You can access your personal data processed within your account at any time by logging in to your user account. After logging in to your account, you can modify your data at any time, as well as delete it. You can also decide to delete your account at any time by sending a message to the email address email@example.com.
In relation to the data collected in the user's account, you also have the right to transfer the data referred to in art. 20 GDPR.
If you want to subscribe to the newsletter, you must provide us with your e-mail address via the registration form on the website.
The data provided to us when subscribing to the newsletter is used to send you a newsletter, and the legal basis for their processing is your consent (art. 6 (1) letter and GDPR) when you subscribe to the newsletter.
Data is processed as part of the MailChimp mailing system and collected on a server provided by The Rocket Science Group, LLC and stored on a server provided by The Rocket Science Group, LLC.
The data will be processed for the duration of the newsletter operation, unless you cancel your receipt earlier, which will delete your data from the database.
At any time, you can correct your data stored in the newsletter database, as well as request their removal, giving up receiving the newsletter. You also have the right to transfer the data referred to in art. 20 GDPR.
By contacting us via e-mail, including by sending an inquiry via the Intercom chat, you naturally provide us with your e-mail address as the sender's address. In addition, you can also include other personal information in the body of the message.
Your data is processed in this case in order to contact you and the basis for processing is art. 6 par. 1 lit. a GDPR, or your consent resulting from initiating contact with us. The legal basis for processing after the end of the contact is a justified purpose in the form of archiving correspondence for internal needs (art. 6 (1) (c) of the GDPR).
The content of the correspondence can be archived and we can not clearly determine when it will be deleted. You have the right to request a communication history that you carried out with us (if it was subject to archiving), as well as request its removal unless its archiving is justified due to our overriding interests, e.g. protection against potential claims on your part.
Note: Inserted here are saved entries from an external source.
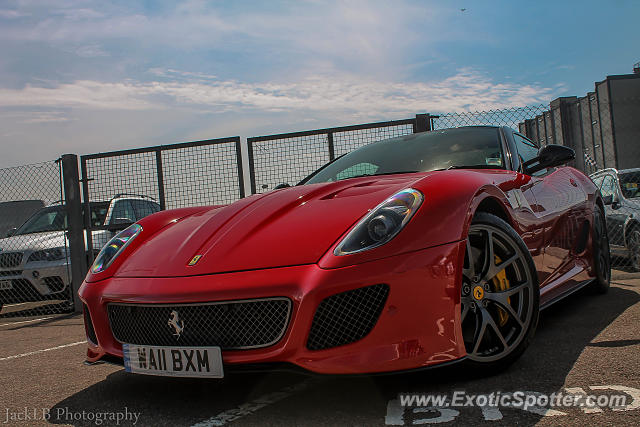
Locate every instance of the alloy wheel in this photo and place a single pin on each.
(497, 294)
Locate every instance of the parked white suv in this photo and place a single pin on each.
(34, 259)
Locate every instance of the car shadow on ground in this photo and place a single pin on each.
(564, 330)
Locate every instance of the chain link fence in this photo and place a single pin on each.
(290, 157)
(35, 276)
(122, 187)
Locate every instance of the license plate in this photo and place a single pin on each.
(173, 361)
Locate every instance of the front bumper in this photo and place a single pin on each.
(418, 326)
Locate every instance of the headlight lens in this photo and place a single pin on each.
(53, 254)
(115, 246)
(382, 223)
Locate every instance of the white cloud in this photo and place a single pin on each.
(333, 94)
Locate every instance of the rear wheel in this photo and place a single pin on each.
(500, 294)
(601, 253)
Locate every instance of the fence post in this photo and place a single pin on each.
(240, 170)
(160, 174)
(332, 151)
(422, 123)
(252, 171)
(71, 183)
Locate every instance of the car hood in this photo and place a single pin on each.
(34, 242)
(292, 226)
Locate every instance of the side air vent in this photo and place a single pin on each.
(346, 317)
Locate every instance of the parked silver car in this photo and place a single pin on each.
(621, 194)
(34, 259)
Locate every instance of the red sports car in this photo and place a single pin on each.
(410, 252)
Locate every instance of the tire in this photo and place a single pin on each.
(633, 245)
(500, 297)
(601, 253)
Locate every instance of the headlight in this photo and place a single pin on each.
(115, 246)
(382, 223)
(53, 254)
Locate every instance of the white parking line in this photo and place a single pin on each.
(249, 408)
(26, 321)
(17, 356)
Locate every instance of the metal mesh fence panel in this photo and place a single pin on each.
(288, 158)
(123, 187)
(505, 117)
(201, 175)
(35, 270)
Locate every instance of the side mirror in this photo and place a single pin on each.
(615, 201)
(550, 156)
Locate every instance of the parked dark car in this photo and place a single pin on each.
(621, 194)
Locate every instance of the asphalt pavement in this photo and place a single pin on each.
(587, 344)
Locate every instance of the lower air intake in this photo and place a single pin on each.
(346, 317)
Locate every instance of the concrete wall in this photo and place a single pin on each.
(603, 127)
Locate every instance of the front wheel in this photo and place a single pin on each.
(634, 248)
(500, 294)
(601, 253)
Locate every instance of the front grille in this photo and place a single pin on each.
(88, 325)
(10, 259)
(346, 317)
(231, 325)
(54, 283)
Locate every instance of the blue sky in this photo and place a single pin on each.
(82, 76)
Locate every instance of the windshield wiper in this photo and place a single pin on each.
(472, 167)
(377, 174)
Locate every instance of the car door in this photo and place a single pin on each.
(558, 207)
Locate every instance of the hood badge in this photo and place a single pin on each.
(194, 260)
(176, 324)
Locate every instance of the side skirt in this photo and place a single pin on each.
(566, 294)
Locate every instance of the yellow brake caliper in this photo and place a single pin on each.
(500, 283)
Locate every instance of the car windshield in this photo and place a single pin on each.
(54, 218)
(469, 147)
(630, 184)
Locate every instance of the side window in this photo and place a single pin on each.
(608, 186)
(122, 213)
(527, 150)
(144, 208)
(598, 181)
(355, 170)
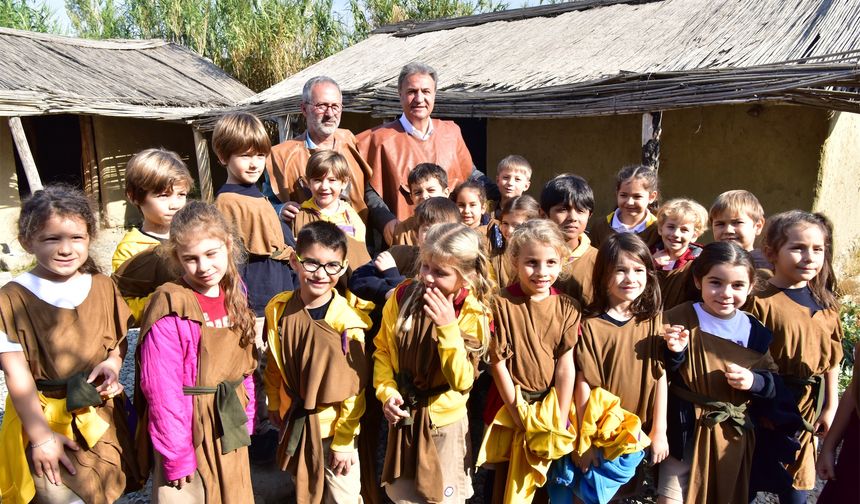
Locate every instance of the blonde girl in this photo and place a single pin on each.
(434, 330)
(64, 437)
(799, 305)
(196, 362)
(531, 359)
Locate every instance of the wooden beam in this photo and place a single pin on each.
(201, 149)
(20, 138)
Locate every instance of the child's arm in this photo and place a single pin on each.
(659, 441)
(167, 349)
(507, 391)
(48, 447)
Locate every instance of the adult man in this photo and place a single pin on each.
(396, 147)
(285, 167)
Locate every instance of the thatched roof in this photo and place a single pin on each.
(51, 74)
(599, 57)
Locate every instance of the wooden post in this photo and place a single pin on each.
(201, 149)
(651, 130)
(24, 153)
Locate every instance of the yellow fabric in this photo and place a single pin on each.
(345, 215)
(340, 421)
(528, 452)
(607, 426)
(449, 407)
(16, 482)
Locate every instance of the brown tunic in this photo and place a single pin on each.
(577, 280)
(393, 153)
(602, 229)
(255, 221)
(626, 360)
(226, 476)
(59, 343)
(530, 336)
(411, 452)
(803, 346)
(319, 373)
(287, 162)
(722, 457)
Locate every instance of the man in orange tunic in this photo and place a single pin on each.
(396, 147)
(322, 105)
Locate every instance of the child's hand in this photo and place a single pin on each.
(48, 454)
(108, 370)
(439, 308)
(341, 463)
(384, 261)
(676, 337)
(392, 411)
(739, 378)
(826, 466)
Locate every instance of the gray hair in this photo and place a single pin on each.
(416, 67)
(313, 81)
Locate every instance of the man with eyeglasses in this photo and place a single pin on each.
(322, 106)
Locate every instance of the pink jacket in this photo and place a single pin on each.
(168, 362)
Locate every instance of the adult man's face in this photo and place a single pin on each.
(323, 112)
(417, 96)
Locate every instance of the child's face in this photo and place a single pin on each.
(426, 189)
(677, 235)
(538, 266)
(736, 227)
(61, 247)
(571, 221)
(442, 275)
(724, 289)
(512, 183)
(245, 167)
(628, 280)
(326, 190)
(801, 257)
(158, 209)
(318, 283)
(469, 203)
(633, 199)
(204, 264)
(510, 221)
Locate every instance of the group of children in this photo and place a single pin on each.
(610, 351)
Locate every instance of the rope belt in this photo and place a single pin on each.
(232, 421)
(717, 411)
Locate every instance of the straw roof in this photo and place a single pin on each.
(598, 57)
(51, 74)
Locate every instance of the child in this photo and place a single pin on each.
(195, 366)
(327, 175)
(620, 351)
(531, 359)
(568, 201)
(241, 142)
(471, 198)
(799, 305)
(718, 363)
(316, 340)
(513, 176)
(433, 333)
(156, 182)
(63, 326)
(679, 222)
(515, 211)
(739, 217)
(426, 180)
(635, 191)
(376, 280)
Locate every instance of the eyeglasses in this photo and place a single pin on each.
(311, 266)
(322, 107)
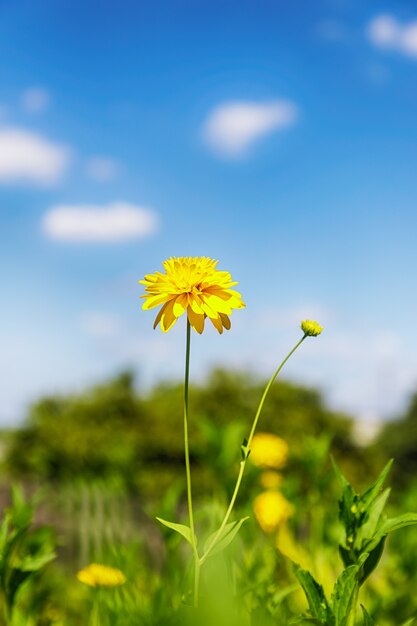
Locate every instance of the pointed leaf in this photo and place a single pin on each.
(35, 563)
(372, 560)
(227, 535)
(183, 530)
(314, 592)
(345, 592)
(367, 619)
(408, 519)
(372, 492)
(369, 528)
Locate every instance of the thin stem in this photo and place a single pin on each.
(186, 446)
(352, 615)
(243, 462)
(187, 466)
(197, 566)
(95, 612)
(268, 387)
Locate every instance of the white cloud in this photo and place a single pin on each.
(232, 127)
(385, 31)
(28, 157)
(118, 221)
(102, 169)
(35, 100)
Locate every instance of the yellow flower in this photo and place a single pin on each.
(271, 479)
(268, 451)
(97, 575)
(271, 509)
(195, 286)
(311, 328)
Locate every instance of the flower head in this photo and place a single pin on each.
(195, 286)
(97, 575)
(311, 328)
(271, 509)
(268, 451)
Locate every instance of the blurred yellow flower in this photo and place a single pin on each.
(269, 451)
(271, 479)
(97, 575)
(311, 328)
(195, 286)
(271, 509)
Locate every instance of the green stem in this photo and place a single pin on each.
(95, 611)
(352, 616)
(187, 465)
(243, 462)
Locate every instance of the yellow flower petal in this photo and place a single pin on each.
(192, 285)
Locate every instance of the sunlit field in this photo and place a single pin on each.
(208, 357)
(228, 502)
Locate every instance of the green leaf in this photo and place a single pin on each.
(408, 519)
(345, 592)
(367, 619)
(227, 535)
(35, 563)
(369, 528)
(372, 492)
(183, 530)
(372, 560)
(314, 592)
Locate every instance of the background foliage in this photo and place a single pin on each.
(110, 459)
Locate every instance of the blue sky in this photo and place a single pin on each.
(278, 137)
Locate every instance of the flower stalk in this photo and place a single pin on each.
(246, 451)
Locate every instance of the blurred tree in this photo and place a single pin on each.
(112, 430)
(398, 439)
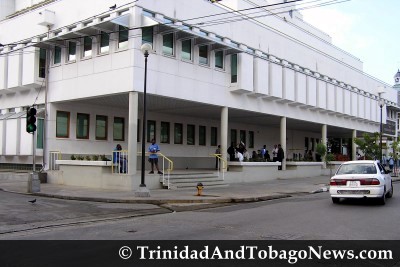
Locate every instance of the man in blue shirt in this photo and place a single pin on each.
(153, 157)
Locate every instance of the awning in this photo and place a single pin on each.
(88, 28)
(184, 31)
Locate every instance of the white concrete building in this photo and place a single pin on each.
(260, 75)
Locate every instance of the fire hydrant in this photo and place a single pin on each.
(199, 189)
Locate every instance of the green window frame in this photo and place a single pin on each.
(151, 130)
(40, 135)
(62, 124)
(203, 54)
(219, 59)
(243, 136)
(87, 46)
(57, 55)
(71, 51)
(202, 135)
(234, 136)
(119, 129)
(104, 42)
(214, 136)
(164, 135)
(251, 139)
(178, 133)
(101, 127)
(191, 134)
(147, 35)
(123, 37)
(168, 44)
(186, 53)
(42, 63)
(234, 62)
(82, 126)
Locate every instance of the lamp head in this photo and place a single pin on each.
(146, 48)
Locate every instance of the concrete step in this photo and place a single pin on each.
(191, 179)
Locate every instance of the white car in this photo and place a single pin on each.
(361, 179)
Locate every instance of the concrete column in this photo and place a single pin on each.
(132, 133)
(324, 140)
(224, 132)
(283, 141)
(354, 146)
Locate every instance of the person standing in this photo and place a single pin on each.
(275, 153)
(153, 157)
(280, 156)
(231, 152)
(217, 159)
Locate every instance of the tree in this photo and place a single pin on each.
(369, 145)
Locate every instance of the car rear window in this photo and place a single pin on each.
(360, 168)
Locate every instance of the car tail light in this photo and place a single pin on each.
(338, 182)
(371, 181)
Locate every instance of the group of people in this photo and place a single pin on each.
(120, 158)
(239, 152)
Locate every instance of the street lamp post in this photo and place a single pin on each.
(143, 191)
(381, 103)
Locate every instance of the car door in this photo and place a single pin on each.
(386, 176)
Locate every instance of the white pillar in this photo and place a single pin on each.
(224, 132)
(132, 133)
(283, 141)
(324, 140)
(354, 146)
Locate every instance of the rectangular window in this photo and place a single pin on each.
(178, 133)
(234, 137)
(187, 50)
(203, 54)
(202, 135)
(39, 140)
(191, 134)
(147, 35)
(104, 42)
(119, 129)
(243, 136)
(42, 63)
(234, 68)
(151, 130)
(219, 59)
(71, 51)
(101, 127)
(87, 46)
(251, 139)
(214, 136)
(123, 36)
(57, 55)
(62, 124)
(164, 138)
(82, 126)
(168, 44)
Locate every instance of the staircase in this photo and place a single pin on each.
(190, 179)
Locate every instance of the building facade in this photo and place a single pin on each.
(219, 73)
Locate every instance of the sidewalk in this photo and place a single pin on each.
(232, 193)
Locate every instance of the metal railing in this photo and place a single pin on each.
(119, 160)
(165, 170)
(221, 169)
(53, 156)
(168, 170)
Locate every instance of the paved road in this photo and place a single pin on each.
(300, 217)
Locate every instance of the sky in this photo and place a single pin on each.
(367, 29)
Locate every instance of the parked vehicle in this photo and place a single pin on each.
(361, 179)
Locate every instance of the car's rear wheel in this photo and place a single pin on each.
(382, 199)
(390, 193)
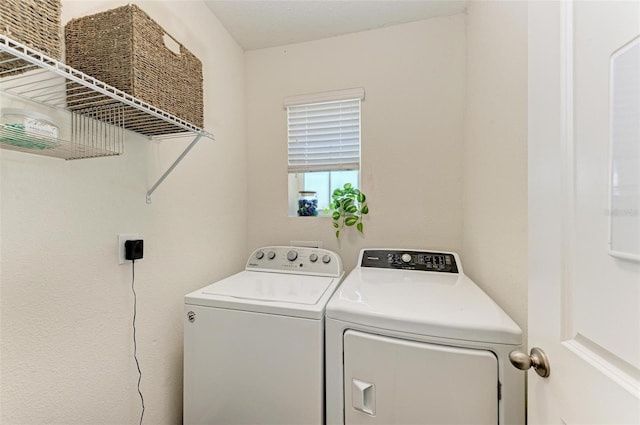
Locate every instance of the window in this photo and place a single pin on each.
(323, 143)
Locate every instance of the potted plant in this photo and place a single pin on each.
(348, 207)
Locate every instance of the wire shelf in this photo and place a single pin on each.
(99, 112)
(30, 74)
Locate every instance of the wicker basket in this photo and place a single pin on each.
(34, 23)
(125, 48)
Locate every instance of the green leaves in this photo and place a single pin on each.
(347, 208)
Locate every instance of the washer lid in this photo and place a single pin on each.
(424, 303)
(276, 293)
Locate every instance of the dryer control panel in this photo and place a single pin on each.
(296, 260)
(444, 262)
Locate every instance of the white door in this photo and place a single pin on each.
(583, 302)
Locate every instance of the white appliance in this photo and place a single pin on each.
(254, 342)
(411, 340)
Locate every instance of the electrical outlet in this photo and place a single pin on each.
(122, 238)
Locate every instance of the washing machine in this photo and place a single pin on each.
(254, 342)
(411, 340)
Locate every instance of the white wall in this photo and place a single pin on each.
(495, 153)
(412, 131)
(67, 352)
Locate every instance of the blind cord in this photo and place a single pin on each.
(135, 343)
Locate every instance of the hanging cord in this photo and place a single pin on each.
(135, 344)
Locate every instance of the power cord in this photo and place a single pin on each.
(135, 344)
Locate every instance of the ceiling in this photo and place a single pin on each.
(256, 24)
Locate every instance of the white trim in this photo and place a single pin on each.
(567, 110)
(329, 96)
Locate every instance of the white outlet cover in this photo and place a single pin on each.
(122, 238)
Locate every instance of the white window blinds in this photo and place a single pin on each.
(324, 136)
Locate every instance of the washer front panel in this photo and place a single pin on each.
(394, 381)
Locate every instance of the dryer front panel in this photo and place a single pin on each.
(393, 381)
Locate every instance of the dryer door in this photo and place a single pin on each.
(393, 381)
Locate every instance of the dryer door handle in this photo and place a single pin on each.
(363, 396)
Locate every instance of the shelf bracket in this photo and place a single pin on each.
(175, 163)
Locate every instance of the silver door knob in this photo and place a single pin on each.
(537, 360)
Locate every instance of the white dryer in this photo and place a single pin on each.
(411, 340)
(254, 342)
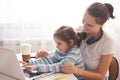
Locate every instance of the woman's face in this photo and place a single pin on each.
(89, 24)
(62, 46)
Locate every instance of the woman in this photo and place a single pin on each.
(96, 47)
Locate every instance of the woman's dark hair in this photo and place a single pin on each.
(65, 33)
(101, 12)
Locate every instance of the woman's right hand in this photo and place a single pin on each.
(41, 54)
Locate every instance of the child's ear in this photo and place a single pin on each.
(71, 43)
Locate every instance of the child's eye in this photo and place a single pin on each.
(59, 43)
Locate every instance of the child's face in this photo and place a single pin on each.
(61, 45)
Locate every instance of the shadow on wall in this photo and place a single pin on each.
(36, 45)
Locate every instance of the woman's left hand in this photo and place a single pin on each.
(68, 68)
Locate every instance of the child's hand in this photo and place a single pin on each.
(33, 67)
(24, 63)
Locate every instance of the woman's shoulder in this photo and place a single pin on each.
(107, 37)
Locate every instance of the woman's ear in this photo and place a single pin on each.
(71, 42)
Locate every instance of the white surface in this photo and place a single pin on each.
(51, 76)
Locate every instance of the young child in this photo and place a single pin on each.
(66, 52)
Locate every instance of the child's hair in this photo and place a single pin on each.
(67, 33)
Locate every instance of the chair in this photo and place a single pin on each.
(113, 69)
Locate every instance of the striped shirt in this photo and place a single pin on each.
(52, 63)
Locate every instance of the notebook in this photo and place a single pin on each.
(10, 68)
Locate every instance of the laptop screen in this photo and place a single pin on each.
(9, 65)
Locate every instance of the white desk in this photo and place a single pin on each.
(52, 76)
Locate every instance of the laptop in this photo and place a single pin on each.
(10, 68)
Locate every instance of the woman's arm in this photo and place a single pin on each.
(89, 75)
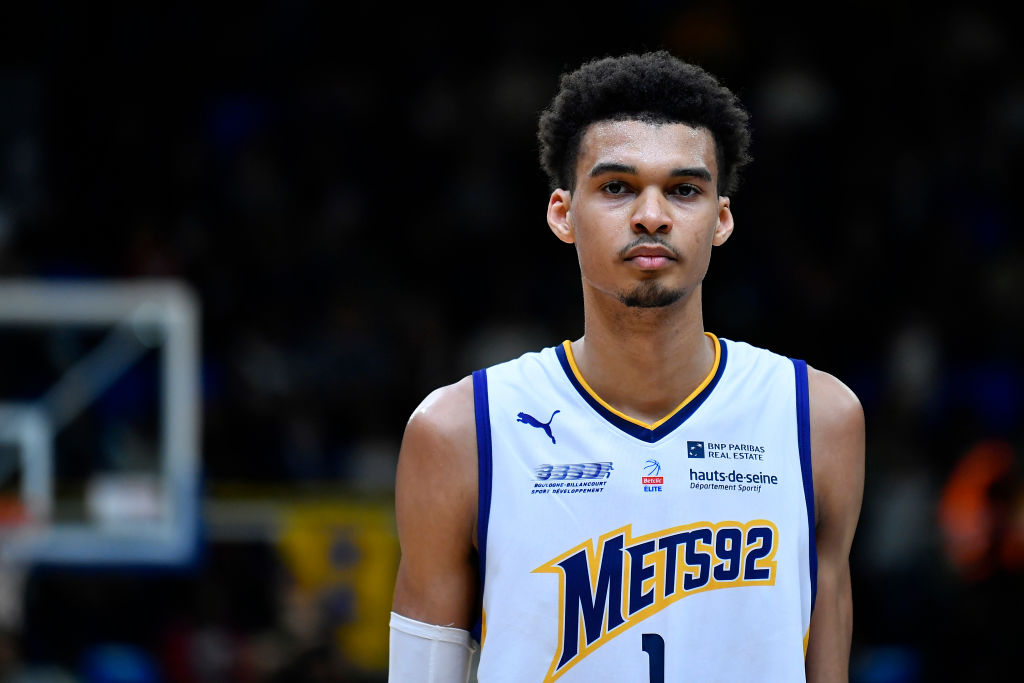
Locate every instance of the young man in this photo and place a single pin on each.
(648, 502)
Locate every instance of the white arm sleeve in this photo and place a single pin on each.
(427, 653)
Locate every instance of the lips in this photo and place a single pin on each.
(649, 257)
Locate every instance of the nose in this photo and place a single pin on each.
(651, 214)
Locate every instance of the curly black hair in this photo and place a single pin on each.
(653, 86)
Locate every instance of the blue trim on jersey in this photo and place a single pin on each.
(804, 438)
(482, 411)
(639, 431)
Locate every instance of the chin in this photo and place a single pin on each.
(650, 295)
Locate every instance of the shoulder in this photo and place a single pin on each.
(837, 420)
(439, 441)
(446, 413)
(836, 410)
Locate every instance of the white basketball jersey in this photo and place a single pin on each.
(614, 550)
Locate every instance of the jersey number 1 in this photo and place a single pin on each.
(653, 645)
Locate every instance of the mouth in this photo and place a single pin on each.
(649, 257)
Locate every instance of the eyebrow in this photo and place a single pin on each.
(610, 167)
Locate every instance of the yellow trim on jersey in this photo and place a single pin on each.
(700, 387)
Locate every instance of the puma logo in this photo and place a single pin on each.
(534, 422)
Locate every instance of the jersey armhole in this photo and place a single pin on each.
(804, 440)
(482, 413)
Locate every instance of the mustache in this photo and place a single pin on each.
(648, 240)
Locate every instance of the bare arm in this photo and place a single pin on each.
(435, 508)
(838, 464)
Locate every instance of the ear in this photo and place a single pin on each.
(559, 219)
(725, 222)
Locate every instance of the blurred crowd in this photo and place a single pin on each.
(354, 197)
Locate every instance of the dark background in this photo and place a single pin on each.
(354, 196)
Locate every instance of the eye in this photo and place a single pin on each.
(615, 187)
(685, 189)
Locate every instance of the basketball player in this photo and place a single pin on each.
(648, 502)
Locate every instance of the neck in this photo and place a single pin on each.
(644, 361)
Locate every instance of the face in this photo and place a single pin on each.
(645, 213)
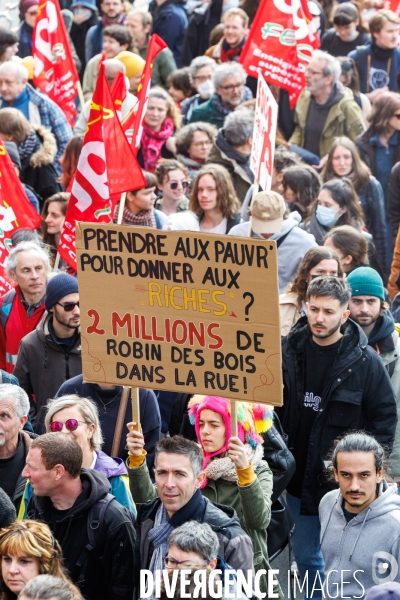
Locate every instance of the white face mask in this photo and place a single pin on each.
(206, 88)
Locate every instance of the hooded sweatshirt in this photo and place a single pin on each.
(352, 546)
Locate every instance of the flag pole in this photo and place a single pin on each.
(80, 94)
(121, 208)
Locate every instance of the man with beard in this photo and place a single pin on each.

Cookie files and other tracking technologies
Cookies are small text information stored on your terminal device (eg computer, tablet, smartphone) that can be read by our system.
You can find more details below.
Consent to cookies
Third party cookies
Analysis and statistics
We use the Intercom system to communicate with clients in real time. This is related to the use of Intercom cookies.
We use LiveSession cookies to track user behavior on the website so we can know where user exactly clicked and we can watch video of the user session on our website.
When embedding the Harmonizely scheduling page using embed code, the Google Analytics tag is included.
Using the website involves sending queries to the server on which the page is stored. Each query addressed to the server is saved in the server logs.
Logs include Your IP address, server date and time, information about the web browser and operating system you are using. Logs are saved and stored on the server.
The data stored in the server logs are not associated with specific people using the site and are not used by us to identify you.
The server logs are the only auxiliary material used to administer the site, and their content is not disclosed to anyone except those authorized to administer the server.